Fourth, we are concerned that the rights, choice and safety of Chinese consumers continue to be harmed by inadequate IP protection and enforcement, including with respect to fighting counterfeiting and piracy in both the physical and online environments. The challenges in protecting creative expressions on the Internet and in other mediums are a disincentive to artists to turn their ideas into new tools that connect, inform, protect our environment and entertain us.

In short, China's closed, discriminatory approach to indigenous innovation and inadequate IP protection threatens to:

  • Impede innovation in China and reduce the competitiveness of Chinese companies;
  • Cut off Chinese companies from vital global partnerships in collaborative innovation, placing these companies at a competitive disadvantage in global markets; and
  • Reduce competition and limit access to advanced technology.

Taken together we see a variety of issues which undermine growth opportunities within China's economy, therefore the U.S. Chamber and QPBC will continue to work with Chinese authorities in an effort to better improve the overall environment for foreign and Chinese companies and for consumers.

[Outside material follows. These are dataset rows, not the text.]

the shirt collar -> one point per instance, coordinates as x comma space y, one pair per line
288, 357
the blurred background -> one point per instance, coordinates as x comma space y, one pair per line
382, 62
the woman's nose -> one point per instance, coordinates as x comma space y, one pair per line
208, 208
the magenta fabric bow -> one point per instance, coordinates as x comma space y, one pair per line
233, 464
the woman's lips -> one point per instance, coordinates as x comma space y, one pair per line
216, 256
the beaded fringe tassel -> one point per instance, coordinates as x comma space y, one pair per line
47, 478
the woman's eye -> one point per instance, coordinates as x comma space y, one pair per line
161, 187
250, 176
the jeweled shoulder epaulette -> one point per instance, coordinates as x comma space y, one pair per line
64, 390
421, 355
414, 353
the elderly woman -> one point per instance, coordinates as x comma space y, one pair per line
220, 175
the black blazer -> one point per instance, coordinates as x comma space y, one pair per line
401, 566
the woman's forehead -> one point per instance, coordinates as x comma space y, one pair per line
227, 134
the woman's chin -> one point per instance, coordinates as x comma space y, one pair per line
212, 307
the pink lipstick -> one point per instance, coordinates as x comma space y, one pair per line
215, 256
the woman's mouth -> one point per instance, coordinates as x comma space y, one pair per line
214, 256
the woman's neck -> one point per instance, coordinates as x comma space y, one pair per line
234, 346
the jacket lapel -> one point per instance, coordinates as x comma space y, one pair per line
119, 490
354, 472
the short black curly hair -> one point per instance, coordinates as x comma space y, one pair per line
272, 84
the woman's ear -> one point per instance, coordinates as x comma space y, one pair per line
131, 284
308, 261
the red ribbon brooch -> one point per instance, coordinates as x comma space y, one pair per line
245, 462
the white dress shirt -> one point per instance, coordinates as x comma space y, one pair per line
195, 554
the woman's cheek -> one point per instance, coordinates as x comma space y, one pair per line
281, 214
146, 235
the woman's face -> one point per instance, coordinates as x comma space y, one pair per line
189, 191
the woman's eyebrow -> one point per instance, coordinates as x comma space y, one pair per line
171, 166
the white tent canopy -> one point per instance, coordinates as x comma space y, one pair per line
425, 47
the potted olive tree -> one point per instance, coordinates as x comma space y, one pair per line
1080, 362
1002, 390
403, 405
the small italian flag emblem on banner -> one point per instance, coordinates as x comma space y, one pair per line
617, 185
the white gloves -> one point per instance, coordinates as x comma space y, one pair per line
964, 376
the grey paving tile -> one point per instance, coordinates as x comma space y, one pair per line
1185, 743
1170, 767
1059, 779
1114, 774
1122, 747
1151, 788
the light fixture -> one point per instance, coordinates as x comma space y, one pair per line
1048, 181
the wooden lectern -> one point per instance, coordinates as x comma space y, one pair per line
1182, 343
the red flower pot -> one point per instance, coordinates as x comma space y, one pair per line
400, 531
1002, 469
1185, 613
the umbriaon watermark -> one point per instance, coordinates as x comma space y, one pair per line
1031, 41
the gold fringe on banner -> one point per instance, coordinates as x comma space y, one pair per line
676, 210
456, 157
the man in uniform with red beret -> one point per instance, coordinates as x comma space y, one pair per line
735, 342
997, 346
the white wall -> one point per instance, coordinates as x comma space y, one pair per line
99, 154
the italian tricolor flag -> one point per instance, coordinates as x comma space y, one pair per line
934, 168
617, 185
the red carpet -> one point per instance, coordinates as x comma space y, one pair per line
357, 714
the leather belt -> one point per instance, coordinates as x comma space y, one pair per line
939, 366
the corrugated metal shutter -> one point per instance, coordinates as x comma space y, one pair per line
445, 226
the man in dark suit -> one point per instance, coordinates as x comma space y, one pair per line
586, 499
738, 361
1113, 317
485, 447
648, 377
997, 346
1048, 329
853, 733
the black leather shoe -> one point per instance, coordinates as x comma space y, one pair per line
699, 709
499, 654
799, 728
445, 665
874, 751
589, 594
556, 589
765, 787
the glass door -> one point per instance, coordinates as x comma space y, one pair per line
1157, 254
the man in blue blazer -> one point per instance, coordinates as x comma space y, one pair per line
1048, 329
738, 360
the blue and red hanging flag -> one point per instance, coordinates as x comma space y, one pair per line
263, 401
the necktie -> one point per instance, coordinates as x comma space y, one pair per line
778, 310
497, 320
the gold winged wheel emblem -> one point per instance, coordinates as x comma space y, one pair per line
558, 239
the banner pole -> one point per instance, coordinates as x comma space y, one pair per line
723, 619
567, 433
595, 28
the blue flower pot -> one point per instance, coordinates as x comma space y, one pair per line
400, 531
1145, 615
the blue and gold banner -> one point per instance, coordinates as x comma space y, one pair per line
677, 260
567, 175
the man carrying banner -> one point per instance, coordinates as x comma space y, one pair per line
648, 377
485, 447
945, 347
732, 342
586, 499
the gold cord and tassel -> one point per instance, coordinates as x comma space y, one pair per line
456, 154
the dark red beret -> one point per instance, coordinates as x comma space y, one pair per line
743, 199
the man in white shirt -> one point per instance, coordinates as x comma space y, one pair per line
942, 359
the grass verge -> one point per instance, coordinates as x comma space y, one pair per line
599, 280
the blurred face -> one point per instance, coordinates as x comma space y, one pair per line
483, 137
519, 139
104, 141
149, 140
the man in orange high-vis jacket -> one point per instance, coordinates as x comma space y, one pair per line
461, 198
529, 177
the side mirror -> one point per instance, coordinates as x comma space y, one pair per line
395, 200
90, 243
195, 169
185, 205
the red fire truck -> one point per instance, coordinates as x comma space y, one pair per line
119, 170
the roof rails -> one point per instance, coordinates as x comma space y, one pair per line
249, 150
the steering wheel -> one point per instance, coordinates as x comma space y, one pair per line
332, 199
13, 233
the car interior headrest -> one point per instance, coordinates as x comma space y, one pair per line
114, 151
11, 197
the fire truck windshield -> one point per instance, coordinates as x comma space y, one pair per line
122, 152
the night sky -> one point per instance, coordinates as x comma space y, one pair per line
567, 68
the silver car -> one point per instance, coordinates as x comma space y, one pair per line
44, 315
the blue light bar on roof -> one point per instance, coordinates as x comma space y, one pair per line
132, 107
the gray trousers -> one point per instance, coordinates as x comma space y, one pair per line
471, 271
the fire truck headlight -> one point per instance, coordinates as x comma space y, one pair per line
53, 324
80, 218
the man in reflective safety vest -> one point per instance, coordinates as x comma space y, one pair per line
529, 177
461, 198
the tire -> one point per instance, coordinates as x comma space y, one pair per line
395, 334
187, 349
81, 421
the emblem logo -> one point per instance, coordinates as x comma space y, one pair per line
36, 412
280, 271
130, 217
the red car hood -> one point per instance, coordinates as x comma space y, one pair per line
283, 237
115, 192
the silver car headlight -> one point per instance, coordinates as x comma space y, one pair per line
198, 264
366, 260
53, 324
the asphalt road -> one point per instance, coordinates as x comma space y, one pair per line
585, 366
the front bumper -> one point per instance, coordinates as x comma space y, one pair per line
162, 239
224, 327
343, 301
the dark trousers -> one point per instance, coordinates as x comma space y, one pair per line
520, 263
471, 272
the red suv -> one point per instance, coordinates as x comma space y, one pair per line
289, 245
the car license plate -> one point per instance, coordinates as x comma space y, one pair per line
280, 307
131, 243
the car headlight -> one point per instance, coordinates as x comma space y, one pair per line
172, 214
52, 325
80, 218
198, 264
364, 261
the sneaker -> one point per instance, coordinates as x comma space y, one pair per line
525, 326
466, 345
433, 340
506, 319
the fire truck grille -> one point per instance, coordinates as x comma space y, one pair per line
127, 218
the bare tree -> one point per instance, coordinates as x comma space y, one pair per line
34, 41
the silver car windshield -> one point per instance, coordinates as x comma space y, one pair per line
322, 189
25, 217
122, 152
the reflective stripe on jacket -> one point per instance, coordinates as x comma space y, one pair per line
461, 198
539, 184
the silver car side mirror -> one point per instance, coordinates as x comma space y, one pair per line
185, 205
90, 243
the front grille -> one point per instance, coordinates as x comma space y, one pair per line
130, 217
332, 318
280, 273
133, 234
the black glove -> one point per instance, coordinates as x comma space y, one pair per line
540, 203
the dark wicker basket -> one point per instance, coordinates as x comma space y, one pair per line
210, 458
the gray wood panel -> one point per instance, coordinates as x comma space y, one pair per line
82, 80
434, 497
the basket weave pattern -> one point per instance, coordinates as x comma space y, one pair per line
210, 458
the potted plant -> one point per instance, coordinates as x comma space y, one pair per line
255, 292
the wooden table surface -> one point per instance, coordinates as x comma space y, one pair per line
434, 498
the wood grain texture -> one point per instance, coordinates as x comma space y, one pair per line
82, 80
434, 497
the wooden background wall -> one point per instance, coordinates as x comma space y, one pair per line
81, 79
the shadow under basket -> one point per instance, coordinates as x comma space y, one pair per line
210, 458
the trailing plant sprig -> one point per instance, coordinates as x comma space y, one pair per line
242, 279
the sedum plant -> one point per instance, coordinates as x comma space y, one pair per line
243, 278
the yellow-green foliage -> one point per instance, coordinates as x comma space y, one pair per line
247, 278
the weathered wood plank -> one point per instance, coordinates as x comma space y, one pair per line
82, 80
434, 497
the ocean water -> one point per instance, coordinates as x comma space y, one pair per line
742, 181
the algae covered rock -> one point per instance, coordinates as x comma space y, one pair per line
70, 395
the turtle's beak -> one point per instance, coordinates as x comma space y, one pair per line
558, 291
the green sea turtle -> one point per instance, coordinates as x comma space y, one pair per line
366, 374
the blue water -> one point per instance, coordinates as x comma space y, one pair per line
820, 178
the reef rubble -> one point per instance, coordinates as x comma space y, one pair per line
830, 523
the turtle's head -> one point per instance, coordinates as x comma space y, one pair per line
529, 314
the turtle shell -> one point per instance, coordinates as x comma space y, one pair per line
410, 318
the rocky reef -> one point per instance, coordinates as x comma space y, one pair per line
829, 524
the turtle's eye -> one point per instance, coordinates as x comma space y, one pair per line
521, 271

The U.S. Chamber hopes going forward that the Chinese leadership will focus on reforms that result in increased competition that values equally the contributions of domestic and foreign companies to China's economy.

Conclusion


As an officer of an organization that has been at the forefront of strengthening this important relationship over many years, and as we approach the 10th anniversary of China obtaining permanent normal trading relations status by the U.S. Congress, I would be doing a disservice to both sides if I did not speak candidly about the risks before us.

Put simply, ongoing policy approaches by China are eroding the support of China's long-standing advocates in the United States, diminishing the many good arguments we have used historically in support of this relationship.

As we have always, the Chamber pledges to resist protectionist approaches in the United States.


But make no mistake; pressures are mounting, particularly in this election year.


Nevertheless, we will do everything in our power to ensure that both governments continue to work through challenges in a constructive manner.

We appreciate the generous invitation from the QBPC of the China Association of Enterprises with Foreign Invested to participate in this important forum, and I look forward to learning from one another over the discussion today.